LB81, introduced by Bellevue Sen. Abbie Cornett, would prohibit metropolitan class cities from levying a motor vehicle registration fee on nonresidents. Cities and villages also would be prohibited from levying a tax on nonresident motor vehicles.
Much of the discussion on the bill centered on an ordinance enacted by the city of Omaha in 2010. The ordinance requires individuals to pay a $50 fee if their vehicle is used more than 30 times a year to travel to a place of work within Omaha. The fee is collected and — after subtracting 4 percent for processing — remitted to the city by an individual’s employer.
As introduced, LB81 would limit municipal licenses or occupation taxes to only those businesses and individuals living within city limits. This provision would be removed by a pending Revenue Committee amendment.
Cornett said existing law could position cities against each other as they enact reactionary fees. LB81 would limit a city’s ability to reach outside its municipal boundaries to tax people in another jurisdiction, she said.
“If this statute is allowed to stand the way it is, you could see cities abutting against one another imposing a wheel tax,” Cornett said. “So, an individual or a home could end up paying two or three wheel taxes or, theoretically, paying a wheel tax twice on the same vehicle.”
Omaha Sen. Heath Mello said a patchwork of city motor vehicle registration fees could lead to an “arms race,” in which communities impose fees to counter fees enacted in other communities.
Omaha Sen. Brad Ashford urged senators to delay the Jan. 1, 2011, operative date of LB81, which coincides with Omaha’s fiscal year. The state has a precedent of not taking away local funding sources in the middle of city budget cycles, he said, and Omaha’s budget woes due to the recession and pension liabilities would make the bill especially burdensome right now.
“Let’s not put the city of Omaha in any more jeopardy than it already is,” Ashford said. “If you are going to change the wheel tax, don’t do it in the middle of a budget year.

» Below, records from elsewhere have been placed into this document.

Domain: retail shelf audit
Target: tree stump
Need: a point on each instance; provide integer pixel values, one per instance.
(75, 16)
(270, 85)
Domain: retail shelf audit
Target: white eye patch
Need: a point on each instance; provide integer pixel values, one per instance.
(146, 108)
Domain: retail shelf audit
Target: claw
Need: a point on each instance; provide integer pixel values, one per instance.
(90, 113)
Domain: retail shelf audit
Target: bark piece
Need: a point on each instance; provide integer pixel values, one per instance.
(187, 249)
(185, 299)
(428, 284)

Give the city of Omaha time to react.”
Omaha’s fiscal problems are a burden, Cornett said, but not one that should be placed on people who do not live in the city, especially given the city’s relatively low property tax rate and generous use of tax increment financing, which she said has depleted its property tax base.

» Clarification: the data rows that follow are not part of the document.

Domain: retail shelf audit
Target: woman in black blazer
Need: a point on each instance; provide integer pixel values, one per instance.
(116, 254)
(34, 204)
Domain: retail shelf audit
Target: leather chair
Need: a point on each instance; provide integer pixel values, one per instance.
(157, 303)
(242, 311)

York Sen. Greg Adams said taxes should be fair and easy to administer. In the case of nonresident motor vehicle registration fees, he said, their collection poses challenges.

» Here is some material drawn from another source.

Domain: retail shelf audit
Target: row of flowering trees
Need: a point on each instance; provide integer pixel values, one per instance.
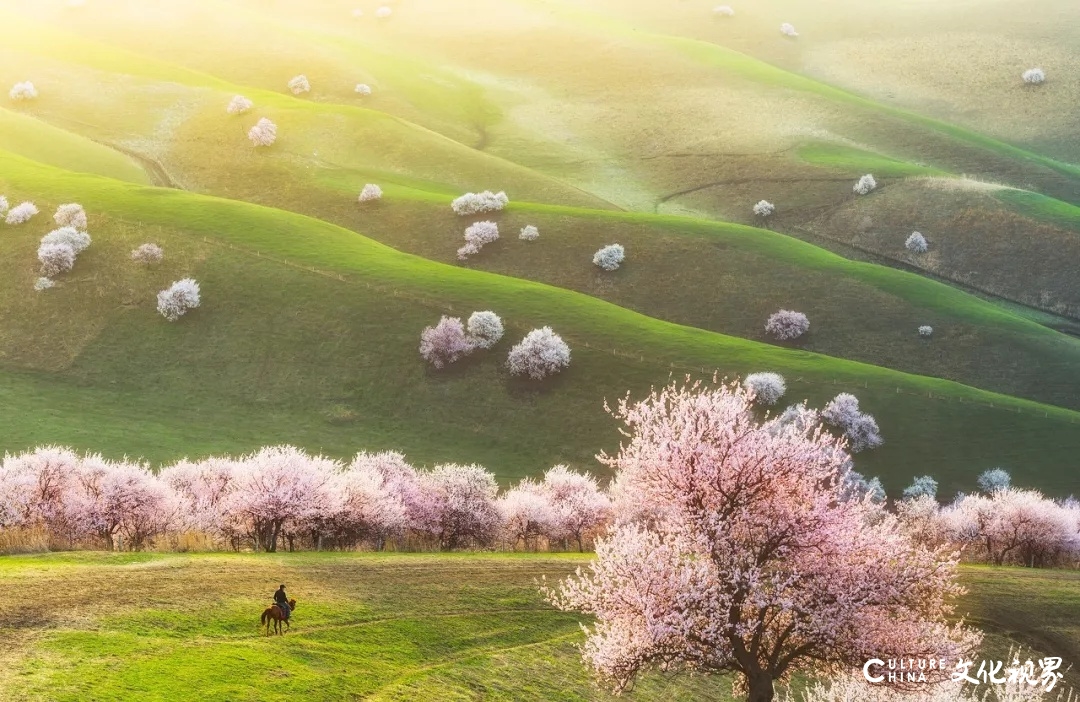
(282, 496)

“For the life of me, I don’t know how you’re going to collect this,” Adams said.
Concern over fee collection is not a reason to vote for LB81, according to Omaha Sen. Brenda Council. She said Omaha has been collecting motor vehicle registration fees since 2006 from those living within three miles of the city limits.
The Legislature adjourned before voting on either the committee amendment or the bill’s advancement.